Muirhead E E, Byers L W, Desiderio D M, Pitcock J A, Brooks B, Brown P S, Brosius W L
J Lab Clin Med. 1982 Jan;99(1):64-75.
The ANRL was derived from the renal venous effluent as the kidney exerted its nonexcretory antihypertensive function. This was made possible by three developments: (1) improvement in the extraction of ANRL from fresh renal medulla; (2) the fact that purified ANRL caused an acute vasodepressor effect (acted as a vasodilator); and (3) experience with unclipping the one-kidney, one-clip hypertensive rat. Unclipping after an anastomosis between the ureter and the vena cava caused the MAP to return to normal levels in an average of 20 hr. At an average of 5 hr, when the MAP had dropped an average of 34 mm Hg (from approximately 190), an exchange infusion was started and blood was collected from the renal vein. The plasma was separated, lyophilized, and extracted for total lipids. The lipids were subjected to two TLC procedures and tested for vasodepressor activity. Renal venous effluent, under those conditions, yielded a considerable amount of vasodepressor lipid that was similar to that derived from fresh renal medulla. Controls (normal, nephrectomized, and hypertensive animals) yielded little or no such lipid. Indomethacin did not interfere with the derivation of the vasodepressor lipid. As the MAP was lowered and the ANRL-like lipid appeared in the renal venous blood, the RICs degranulated. The RICs appear to be the source of the antihypertensive lipid.

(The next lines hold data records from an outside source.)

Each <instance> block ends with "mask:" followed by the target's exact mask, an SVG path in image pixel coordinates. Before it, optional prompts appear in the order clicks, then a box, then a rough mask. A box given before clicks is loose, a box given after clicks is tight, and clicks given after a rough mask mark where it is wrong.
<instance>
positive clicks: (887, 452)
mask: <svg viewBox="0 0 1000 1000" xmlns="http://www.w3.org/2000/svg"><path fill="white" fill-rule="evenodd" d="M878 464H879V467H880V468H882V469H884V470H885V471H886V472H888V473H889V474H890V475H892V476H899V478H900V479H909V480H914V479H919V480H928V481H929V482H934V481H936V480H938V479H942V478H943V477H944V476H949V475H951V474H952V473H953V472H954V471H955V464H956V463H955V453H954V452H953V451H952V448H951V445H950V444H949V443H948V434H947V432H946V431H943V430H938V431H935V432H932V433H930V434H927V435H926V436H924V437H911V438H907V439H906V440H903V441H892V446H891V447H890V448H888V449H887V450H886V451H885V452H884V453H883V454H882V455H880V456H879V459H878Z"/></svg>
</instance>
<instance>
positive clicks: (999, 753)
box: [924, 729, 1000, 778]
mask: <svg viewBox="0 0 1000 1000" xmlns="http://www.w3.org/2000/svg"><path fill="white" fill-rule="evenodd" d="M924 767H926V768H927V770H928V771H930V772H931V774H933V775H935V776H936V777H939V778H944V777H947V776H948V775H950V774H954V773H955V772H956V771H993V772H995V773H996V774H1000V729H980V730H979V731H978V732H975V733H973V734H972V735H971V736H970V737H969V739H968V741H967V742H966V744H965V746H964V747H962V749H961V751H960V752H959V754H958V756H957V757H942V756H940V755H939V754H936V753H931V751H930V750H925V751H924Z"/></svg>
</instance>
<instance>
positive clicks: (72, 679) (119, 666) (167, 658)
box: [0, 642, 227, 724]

当肾脏发挥其非排泄性降压功能时,ANRL是从肾静脉流出液中提取出来的。这得益于三项进展:(1)从新鲜肾髓质中提取ANRL的技术得到改进;(2)纯化后的ANRL会产生急性血管减压作用(起到血管舒张剂的作用);(3)对单肾单夹高血压大鼠进行去夹实验的经验。在输尿管与腔静脉吻合后进行去夹,平均20小时后MAP恢复到正常水平。平均5小时时,MAP平均下降34 mmHg(从约190 mmHg开始下降),此时开始进行交换输液,并从肾静脉采集血液。分离血浆,冻干并提取总脂质。对脂质进行两次薄层层析操作,并检测其血管减压活性。在这些条件下,肾静脉流出液产生了大量与从新鲜肾髓质中提取的相似的血管减压脂质。对照组(正常、肾切除和高血压动物)产生的这种脂质很少或没有。吲哚美辛不干扰血管减压脂质的提取。随着MAP降低且肾静脉血中出现类似ANRL的脂质,肾内小动脉(RICs)脱颗粒。肾内小动脉似乎是降压脂质的来源。